Decided and Entered: June 25, 2020
529529

[*1]The People of the State of New York ex rel. Ezikel Ross, Appellant,

v

Tina M. Stanford, as Chair of the Board of Parole, et al., Respondents.

Calendar Date: May 22, 2020
Before: Garry, P.J., Lynch, Clark, Devine and Reynolds Fitzgerald, JJ.

Ezikel Ross, Stormville, appellant pro se.

Letitia James, Attorney General, Albany (Brian D. Ginsberg of counsel), for respondents.



Garry, P.J.

Appeal from a judgment of the Supreme Court (Ellis, J.), entered May 22, 2019 in Franklin County, which, in a proceeding pursuant to CPLR article 70, granted respondents' motion to dismiss the petition.

In 2008, petitioner was sentenced to a combined prison term of seven years followed by five years of postrelease supervision (hereinafter PRS) upon convictions for sexual abuse in the first degree and assault in the second degree. In March 2015, following the completion of his prison term, he was released to the residential treatment facility at Fishkill Correctional Facility to begin serving his term of PRS (see Correction Law § 73). Thereafter, he was charged by the Department of Corrections and Community Supervision (hereinafter DOCCS) with various violations of the conditions of his PRS.

Following a revocation hearing, an Administrative Law Judge issued a decision, order and judgment in October 2017, sustaining several of the charges, revoking petitioner's PRS, and ordering him to serve the remainder of his PRS term in the custody of DOCCS. In November 2017, petitioner filed a notice of administrative appeal. In December 2017, the Board of Parole Appeals Unit sent a letter to petitioner advising him that his notice of appeal had been accepted and that he was required to perfect the appeal by submitting a supportive brief before a specified deadline in April 2018.[FN1] Petitioner did not timely perfect his appeal, and the Appeals Unit thus dismissed it in May 2018.

In November 2018, petitioner commenced this habeas corpus proceeding pursuant to CPLR article 70 challenging the revocation of his PRS and seeking to be returned to the residential treatment facility for the remainder of his PRS term.
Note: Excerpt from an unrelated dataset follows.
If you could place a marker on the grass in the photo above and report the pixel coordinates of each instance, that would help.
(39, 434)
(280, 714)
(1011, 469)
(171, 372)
Respondents moved to dismiss the petition for failure to exhaust administrative remedies. Supreme Court granted the motion and dismissed the petition. Petitioner appeals.

In February 2020, petitioner reached the maximum expiration date of his PRS term. This Court has been advised that he nevertheless remains in DOCCS custody pursuant to a separate Mental Hygiene Law article 10 proceeding seeking his civil confinement as a dangerous sex offender. Under these circumstances, he is no longer incarcerated pursuant to the judgment that he challenges in this appeal. The article 10 proceeding, rather than this appeal, is the proper forum for any challenge that he may have to his current confinement (see People ex rel. Bourlaye T. v Connolly, 25 NY3d 1054, 1056 [2015]). The relief that petitioner seeks herein — that is, to be returned to the residential treatment facility to complete his term of PRS — is no longer available. As his current confinement cannot be altered by the resolution of the issues presented here, we decline respondents' request to convert this appeal to a proceeding pursuant to CPLR article 78 (see CPLR 103 [c]; compare People ex rel. Turner v Sears, 63 AD3d 1404, 1405 [2009]), and find that the appeal must be dismissed as moot (see People ex rel. Bourlaye T. v Connolly, 25 NY3d at 1056; People ex rel. Kearney v Bartlett, 131 AD3d 1313, 1314 [2015]; People ex rel. Engel v LaClair, 60 AD3d 1263, 1263 [2009]).

Lynch, Clark, Devine and Reynolds Fitzgerald, JJ., concur.

ORDERED that the appeal is dismissed, without costs.

Footnotes

Footnote 1: Petitioner asserts that, on an earlier date in December 2017, he received a letter from the Board of Parole Appeals Unit advising him that his notice of administrative appeal was untimely and that the appeal was closed. Respondents assert that this letter cannot be located in their records, and petitioner does not claim that he did not receive the subsequent letter advising him to the contrary.